In fact, any attempt to circumvent the law is considered to be a violation of the law.

It is the policy of the state of Tennessee that local government must do its business, all of its business, in open public meetings. Period.

The law says, “The general assembly hereby declares it to be the policy of this state that the formation of public policy and decision is public business and shall not be conducted in secret” (T.C.A. 8-44-101).

A mayor, a city recorder, a secretary, a director of schools, a family member, a friend or even an enemy cannot legally carry information between elected members of the board of aldermen, county commission, or BOE as they prepare the annual budget or do any other piece of the public’s business for that matter.

Furthermore, not only is it illegal for any two members of the elected board to have private discussion regarding absolutely any piece of public  business, it is just as illegal for them to email, text, telephone or communicate in any way that is not before the public.

The public not only has a right to know what decisions officials reach, but has the right to know how they arrive at those decisions.

The law does say that a chance meeting between two elected officials is not in any way a violation of the Open Meetings Act, so long as they do not discuss official city business.

If two aldermen, for example, see each other, go to church together, eat in the same restaurant, etc. they do not have to avoid one another, they just have to avoid talking about city business. The same thing applies to members of the board of education or any elected body.

However, regarding such chance meetings, the law also clearly states, “No such chance meetings, informal assemblages, or electronic communication shall be used to decide or deliberate public business in circumvention of the spirit or requirements of this part” (T.C.A. 8-44-102 (E) (2).

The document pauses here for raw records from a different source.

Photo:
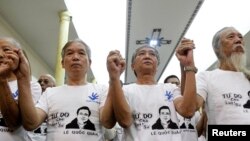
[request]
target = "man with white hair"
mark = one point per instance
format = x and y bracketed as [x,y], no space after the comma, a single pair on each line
[12,84]
[225,89]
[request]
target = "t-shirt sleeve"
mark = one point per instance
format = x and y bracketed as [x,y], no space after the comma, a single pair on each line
[36,91]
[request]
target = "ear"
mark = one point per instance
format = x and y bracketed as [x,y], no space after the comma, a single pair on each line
[133,66]
[90,62]
[62,63]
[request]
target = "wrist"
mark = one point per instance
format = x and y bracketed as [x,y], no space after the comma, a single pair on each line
[190,69]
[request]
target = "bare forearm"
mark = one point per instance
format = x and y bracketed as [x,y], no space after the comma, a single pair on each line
[9,107]
[27,106]
[107,115]
[187,105]
[121,108]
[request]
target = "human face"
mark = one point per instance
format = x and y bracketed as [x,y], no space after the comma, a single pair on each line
[83,116]
[8,55]
[75,60]
[145,61]
[165,115]
[231,42]
[45,82]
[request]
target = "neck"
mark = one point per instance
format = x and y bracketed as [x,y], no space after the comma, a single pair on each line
[146,79]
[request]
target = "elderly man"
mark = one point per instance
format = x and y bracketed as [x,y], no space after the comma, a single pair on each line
[13,83]
[58,104]
[135,106]
[46,80]
[225,89]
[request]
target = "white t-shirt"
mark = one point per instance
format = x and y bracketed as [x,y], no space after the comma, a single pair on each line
[225,93]
[188,127]
[145,102]
[62,105]
[19,134]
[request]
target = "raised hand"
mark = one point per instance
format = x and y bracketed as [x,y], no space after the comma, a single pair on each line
[184,52]
[115,64]
[23,69]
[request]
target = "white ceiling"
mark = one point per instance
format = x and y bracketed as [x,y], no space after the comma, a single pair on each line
[37,21]
[173,17]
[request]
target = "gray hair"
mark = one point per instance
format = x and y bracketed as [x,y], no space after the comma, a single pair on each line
[12,41]
[76,41]
[216,42]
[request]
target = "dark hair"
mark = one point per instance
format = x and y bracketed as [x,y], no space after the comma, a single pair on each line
[170,76]
[83,108]
[76,41]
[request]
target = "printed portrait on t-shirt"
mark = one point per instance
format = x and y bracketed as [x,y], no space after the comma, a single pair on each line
[247,104]
[164,121]
[82,120]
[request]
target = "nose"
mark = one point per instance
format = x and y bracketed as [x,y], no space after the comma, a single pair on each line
[1,54]
[239,39]
[76,56]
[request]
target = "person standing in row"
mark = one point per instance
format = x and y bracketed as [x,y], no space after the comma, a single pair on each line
[136,106]
[225,90]
[59,104]
[13,83]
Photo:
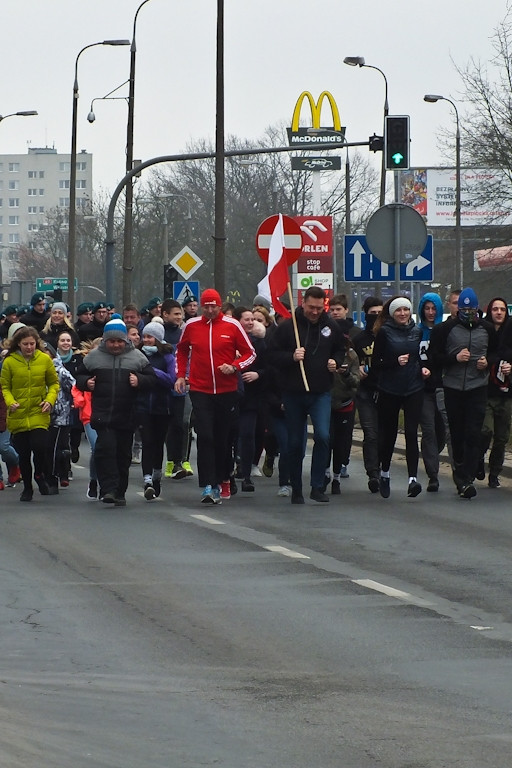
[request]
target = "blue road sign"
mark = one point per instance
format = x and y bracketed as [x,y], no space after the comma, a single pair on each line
[183,288]
[361,266]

The state’s counsel for Open Records in the Tennessee Comptroller’s Office has been clear that the ordinary definition of “deliberation,” applies and simply refers to any discussions of the public’s business.

Is it really possible to vote unanimously on monthly business over and over again with virtually no discussion without having had some prior communications?

When these types of things go on regularly, it time one would hope at least one alderman, commissioner or BOE member would break ranks and do the right thing and demand that all deliberations of the public’s business take place only in open public meetings.

After all, every single piece of business being discussed is the public’s business.

Every single dime being spent is the public’s dime.

Once it is demonstrated that any piece of the public’s business has been deliberated in private, including budget discussions, prior to public hearings or prior to taking a vote, the law says, “Any action taken at a meeting in violation of this part shall be void and of no effect” (T.C.A. 8-44-105).